Dimensions of design space for data availability

The problem of data availability must be solved in order to unlock huge increases in blockchain throughput. Data availability sampling (DAS) is a hot topic in this space, but it is only one dimension in the multi-dimensional design space for data availability. Verifiable information dispersal (VID) is another underrated dimension in this space. In this post we shine a spotlight on the distinction between DAS and VID, and we guide you along Espresso’s path through this design space.

The data availability problem

A core challenge for public blockchains is to scale to support billions of users with high data throughput and low latency. In such a demanding regime for performance most network nodes do not have enough resources to process a new block’s entire payload in the short time before it is finalized by the network. Instead this payload data must be stored off-chain by specialized storage nodes. A data availability (DA) solution is needed to guarantee that a new block will be finalized only if its payload is available for retrieval to anyone who requests it.

All existing solutions for DA begin with an erasure code: the block’s payload is supplemented with redundant data so that the entire payload can be recovered from any sufficiently large subset of the erasure-coded data. This erasure encoding ensures that no small set of rogue storage nodes could cause the loss of precious payload data, either by accident or by attack.

What is data availability sampling (DAS)?

Data availability sampling (DAS) is a “random audit” strategy for DA where some nodes in the network—call them sampling nodes—each select a small number of random pieces of erasure-coded payload data and query the storage nodes for those pieces. If the storage nodes respond successfully to sufficiently many of these queries then it is cryptographically certain that the payload is available. This certainty grows with the number and diversity of sampling nodes.

It does not take much bandwidth or compute resources to run a sampling node. A sampling node could, for example, be a light client run by an end user. In a sense, each additional light client who participates as a sampling node makes a meaningful contribution to the security of the network.

DAS is employed by Celestia and it is a part of Ethereum’s danksharding proposal.

What is verifiable information dispersal (VID)?
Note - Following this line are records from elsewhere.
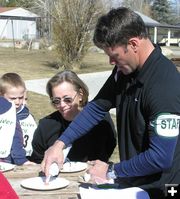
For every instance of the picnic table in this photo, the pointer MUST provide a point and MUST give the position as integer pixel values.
(20, 173)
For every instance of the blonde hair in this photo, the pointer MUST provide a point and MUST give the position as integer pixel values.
(10, 80)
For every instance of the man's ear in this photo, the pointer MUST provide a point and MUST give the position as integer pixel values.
(134, 43)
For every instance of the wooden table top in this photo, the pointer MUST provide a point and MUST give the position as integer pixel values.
(22, 172)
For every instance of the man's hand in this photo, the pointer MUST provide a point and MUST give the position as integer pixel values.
(53, 154)
(98, 170)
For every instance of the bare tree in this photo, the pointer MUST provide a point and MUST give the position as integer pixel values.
(72, 24)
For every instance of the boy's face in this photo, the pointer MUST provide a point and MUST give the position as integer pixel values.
(16, 95)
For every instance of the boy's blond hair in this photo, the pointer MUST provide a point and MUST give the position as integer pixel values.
(10, 80)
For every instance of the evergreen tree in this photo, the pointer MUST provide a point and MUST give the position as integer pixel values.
(161, 11)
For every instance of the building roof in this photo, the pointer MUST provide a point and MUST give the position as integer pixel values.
(147, 20)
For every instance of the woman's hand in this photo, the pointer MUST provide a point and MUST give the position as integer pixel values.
(98, 170)
(53, 154)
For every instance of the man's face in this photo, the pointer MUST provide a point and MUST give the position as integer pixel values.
(123, 57)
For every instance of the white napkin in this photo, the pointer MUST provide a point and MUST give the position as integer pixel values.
(128, 193)
(54, 169)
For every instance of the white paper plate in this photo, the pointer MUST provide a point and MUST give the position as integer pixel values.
(6, 166)
(69, 167)
(38, 183)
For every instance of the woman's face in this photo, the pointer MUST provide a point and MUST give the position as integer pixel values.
(66, 100)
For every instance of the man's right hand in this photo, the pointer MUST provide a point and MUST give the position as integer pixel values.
(53, 154)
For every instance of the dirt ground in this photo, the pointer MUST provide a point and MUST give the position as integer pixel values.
(37, 64)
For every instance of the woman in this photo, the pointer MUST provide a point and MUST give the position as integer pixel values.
(68, 95)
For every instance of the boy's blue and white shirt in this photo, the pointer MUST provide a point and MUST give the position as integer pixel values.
(28, 126)
(7, 126)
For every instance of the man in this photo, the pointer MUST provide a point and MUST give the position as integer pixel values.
(144, 88)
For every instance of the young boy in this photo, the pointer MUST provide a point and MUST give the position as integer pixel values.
(12, 87)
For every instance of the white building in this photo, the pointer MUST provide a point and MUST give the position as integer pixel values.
(17, 23)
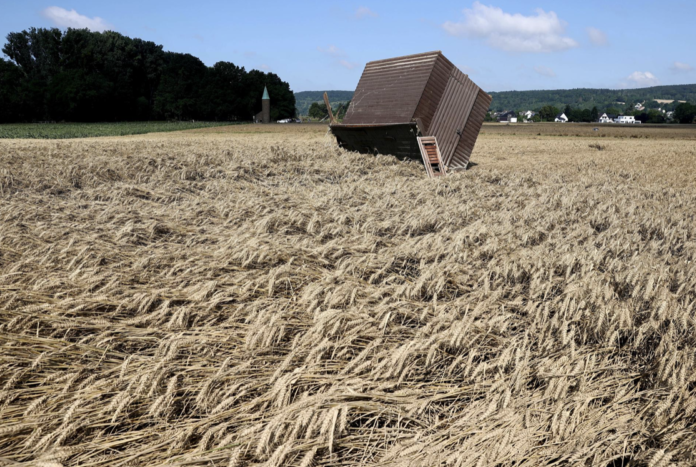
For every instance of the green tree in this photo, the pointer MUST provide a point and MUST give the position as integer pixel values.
(177, 96)
(80, 75)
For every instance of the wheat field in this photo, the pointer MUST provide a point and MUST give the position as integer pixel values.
(258, 296)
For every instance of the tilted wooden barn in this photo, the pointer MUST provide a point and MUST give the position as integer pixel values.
(415, 106)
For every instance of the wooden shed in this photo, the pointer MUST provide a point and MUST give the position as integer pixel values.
(405, 105)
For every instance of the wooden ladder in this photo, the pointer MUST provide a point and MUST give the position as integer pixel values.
(431, 157)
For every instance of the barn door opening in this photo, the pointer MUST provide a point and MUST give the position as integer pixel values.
(431, 157)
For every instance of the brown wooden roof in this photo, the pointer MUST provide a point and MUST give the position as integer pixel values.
(424, 88)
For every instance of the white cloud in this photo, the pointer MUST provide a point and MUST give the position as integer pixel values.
(347, 64)
(332, 50)
(339, 56)
(545, 71)
(72, 19)
(642, 79)
(681, 67)
(364, 12)
(597, 36)
(542, 32)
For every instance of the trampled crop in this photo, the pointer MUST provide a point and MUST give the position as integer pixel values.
(239, 298)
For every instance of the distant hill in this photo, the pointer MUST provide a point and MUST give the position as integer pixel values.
(534, 100)
(305, 98)
(588, 98)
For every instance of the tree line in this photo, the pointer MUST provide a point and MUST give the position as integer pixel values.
(83, 76)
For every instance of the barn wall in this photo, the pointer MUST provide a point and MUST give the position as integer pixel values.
(452, 113)
(389, 90)
(462, 154)
(432, 94)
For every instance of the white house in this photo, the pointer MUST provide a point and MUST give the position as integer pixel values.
(606, 118)
(507, 117)
(529, 114)
(625, 119)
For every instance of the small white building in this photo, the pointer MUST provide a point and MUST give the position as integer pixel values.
(606, 118)
(529, 114)
(507, 117)
(625, 119)
(561, 118)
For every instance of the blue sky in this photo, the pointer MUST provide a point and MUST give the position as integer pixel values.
(317, 45)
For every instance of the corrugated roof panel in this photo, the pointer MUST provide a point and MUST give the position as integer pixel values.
(425, 93)
(452, 113)
(433, 91)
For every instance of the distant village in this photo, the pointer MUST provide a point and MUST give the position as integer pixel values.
(633, 114)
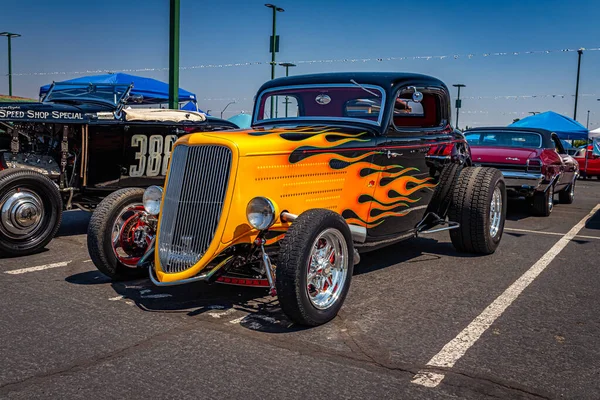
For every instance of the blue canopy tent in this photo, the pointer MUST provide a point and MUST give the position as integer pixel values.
(153, 91)
(565, 127)
(242, 120)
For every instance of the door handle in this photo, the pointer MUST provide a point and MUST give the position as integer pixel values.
(391, 154)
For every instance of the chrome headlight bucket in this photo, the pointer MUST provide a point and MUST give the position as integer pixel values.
(151, 199)
(260, 213)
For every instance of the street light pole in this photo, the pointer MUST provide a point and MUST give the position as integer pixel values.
(458, 102)
(287, 73)
(274, 45)
(9, 36)
(174, 55)
(231, 102)
(579, 52)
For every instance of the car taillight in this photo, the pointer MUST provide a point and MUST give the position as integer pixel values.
(534, 165)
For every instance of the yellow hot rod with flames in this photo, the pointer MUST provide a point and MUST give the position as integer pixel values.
(334, 165)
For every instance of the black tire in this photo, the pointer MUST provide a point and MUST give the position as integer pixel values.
(442, 196)
(567, 196)
(100, 235)
(543, 202)
(13, 244)
(471, 204)
(292, 266)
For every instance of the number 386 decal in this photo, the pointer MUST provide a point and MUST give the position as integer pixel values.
(153, 154)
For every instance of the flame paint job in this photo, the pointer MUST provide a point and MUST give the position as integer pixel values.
(336, 168)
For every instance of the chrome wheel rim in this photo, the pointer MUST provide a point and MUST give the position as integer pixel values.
(21, 213)
(327, 269)
(496, 212)
(572, 191)
(130, 236)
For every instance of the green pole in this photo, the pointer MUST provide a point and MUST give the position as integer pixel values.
(9, 66)
(579, 53)
(273, 42)
(174, 55)
(9, 36)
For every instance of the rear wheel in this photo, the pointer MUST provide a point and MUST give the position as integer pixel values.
(442, 196)
(314, 267)
(31, 211)
(568, 195)
(479, 206)
(118, 234)
(543, 202)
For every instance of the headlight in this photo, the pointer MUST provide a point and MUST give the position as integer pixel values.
(260, 213)
(151, 200)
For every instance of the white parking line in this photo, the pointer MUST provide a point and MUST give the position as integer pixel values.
(458, 346)
(38, 268)
(550, 233)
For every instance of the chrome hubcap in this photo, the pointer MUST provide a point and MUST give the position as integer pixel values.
(495, 212)
(21, 213)
(572, 192)
(327, 268)
(130, 235)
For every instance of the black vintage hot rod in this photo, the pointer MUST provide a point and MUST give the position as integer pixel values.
(80, 143)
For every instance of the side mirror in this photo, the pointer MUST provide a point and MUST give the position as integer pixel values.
(136, 98)
(417, 96)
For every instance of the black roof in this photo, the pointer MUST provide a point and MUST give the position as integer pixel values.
(546, 134)
(543, 132)
(387, 80)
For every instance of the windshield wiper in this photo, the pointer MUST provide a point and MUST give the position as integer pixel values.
(364, 88)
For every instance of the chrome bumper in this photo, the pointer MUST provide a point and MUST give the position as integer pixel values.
(524, 180)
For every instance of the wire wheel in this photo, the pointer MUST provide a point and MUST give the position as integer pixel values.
(496, 212)
(327, 268)
(130, 239)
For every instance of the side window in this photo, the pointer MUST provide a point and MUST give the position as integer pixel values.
(410, 115)
(283, 106)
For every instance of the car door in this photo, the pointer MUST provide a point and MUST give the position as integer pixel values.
(593, 162)
(406, 182)
(567, 167)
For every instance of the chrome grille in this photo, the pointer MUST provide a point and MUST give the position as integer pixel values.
(194, 196)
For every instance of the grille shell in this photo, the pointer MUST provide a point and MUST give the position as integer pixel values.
(193, 203)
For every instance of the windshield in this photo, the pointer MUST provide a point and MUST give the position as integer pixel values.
(322, 102)
(505, 139)
(86, 92)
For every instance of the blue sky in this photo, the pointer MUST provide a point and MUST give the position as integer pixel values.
(69, 35)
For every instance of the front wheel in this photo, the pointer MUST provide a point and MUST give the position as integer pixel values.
(119, 234)
(479, 206)
(31, 211)
(314, 267)
(567, 196)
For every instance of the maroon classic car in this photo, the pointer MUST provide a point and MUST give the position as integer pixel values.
(533, 161)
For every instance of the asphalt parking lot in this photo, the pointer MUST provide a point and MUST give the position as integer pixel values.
(421, 321)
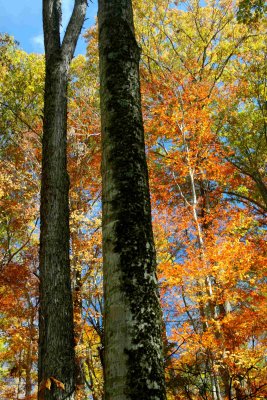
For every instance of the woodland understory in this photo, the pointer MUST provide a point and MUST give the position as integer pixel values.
(204, 96)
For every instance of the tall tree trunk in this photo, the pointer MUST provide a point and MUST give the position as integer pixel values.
(133, 321)
(56, 341)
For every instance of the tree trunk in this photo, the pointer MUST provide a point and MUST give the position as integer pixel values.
(133, 326)
(56, 340)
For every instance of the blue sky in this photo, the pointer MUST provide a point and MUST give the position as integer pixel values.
(23, 20)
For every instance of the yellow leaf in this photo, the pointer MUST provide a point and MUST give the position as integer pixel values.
(58, 383)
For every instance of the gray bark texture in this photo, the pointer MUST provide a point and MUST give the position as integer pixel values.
(56, 337)
(132, 317)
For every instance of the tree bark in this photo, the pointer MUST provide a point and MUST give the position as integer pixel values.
(132, 317)
(56, 338)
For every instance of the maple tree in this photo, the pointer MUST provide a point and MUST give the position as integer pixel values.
(203, 82)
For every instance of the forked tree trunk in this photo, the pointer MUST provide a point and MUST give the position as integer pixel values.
(133, 326)
(56, 341)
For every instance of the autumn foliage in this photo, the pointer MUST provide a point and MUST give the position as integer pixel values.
(204, 106)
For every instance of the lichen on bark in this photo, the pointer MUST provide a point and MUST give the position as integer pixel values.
(133, 329)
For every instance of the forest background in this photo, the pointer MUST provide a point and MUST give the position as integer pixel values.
(204, 76)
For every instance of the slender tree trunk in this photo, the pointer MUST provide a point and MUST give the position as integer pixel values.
(56, 340)
(132, 327)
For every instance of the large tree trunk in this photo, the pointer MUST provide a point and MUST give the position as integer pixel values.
(132, 328)
(56, 341)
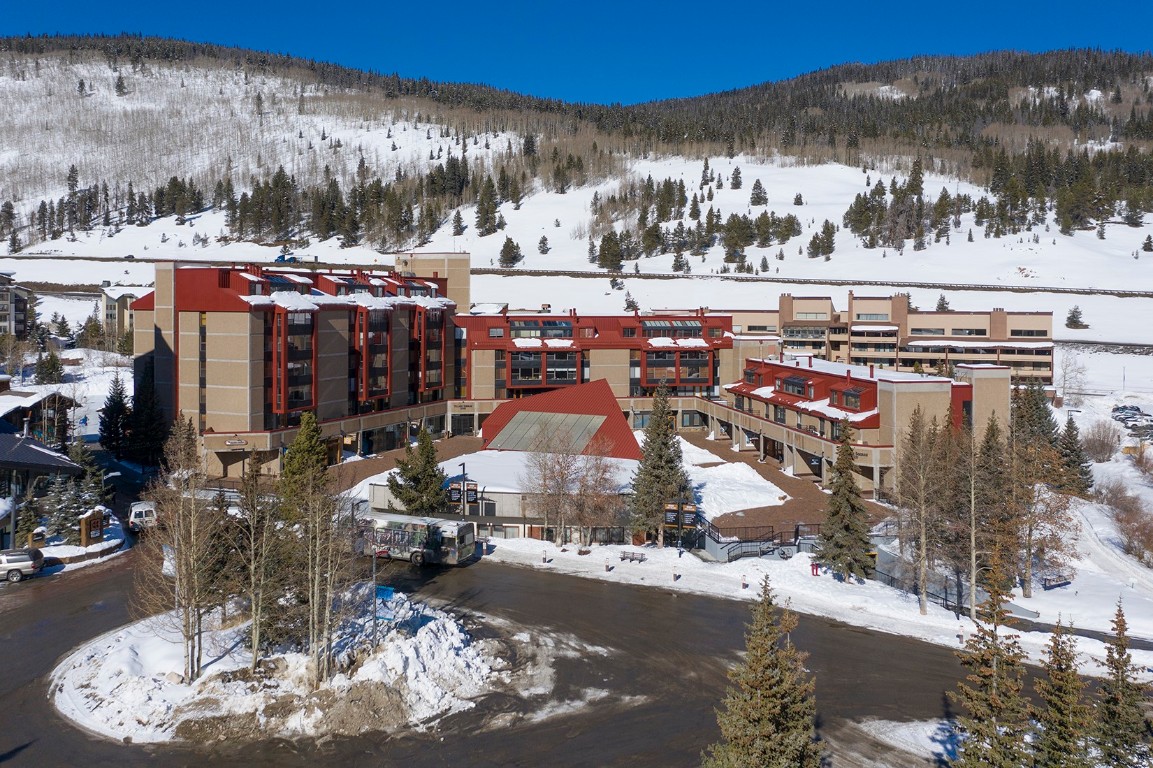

Verifiable information dispersal (VID) is another strategy for DA where the erasure-coded payload is partitioned into small shares. These shares are dispersed among the storage nodes so that

  1. The full payload can be reconstructed from only a subset of shares. Thus, the payload is available even when some storage nodes are unwilling or unable to provide their shares on request.
  2. Individual shares can be verified against a block commitment. This property protects against corrupted data from malicious storage nodes or a malicious block disperser.

Proof-of-stake networks such as Ethereum already rely on honest-majority assumptions, so VID solves DA under existing threat models.

VID is employed by Espresso as part of our three-layer DA solution called Tiramisu. VID is also part of Ethereum’s danksharding proposal.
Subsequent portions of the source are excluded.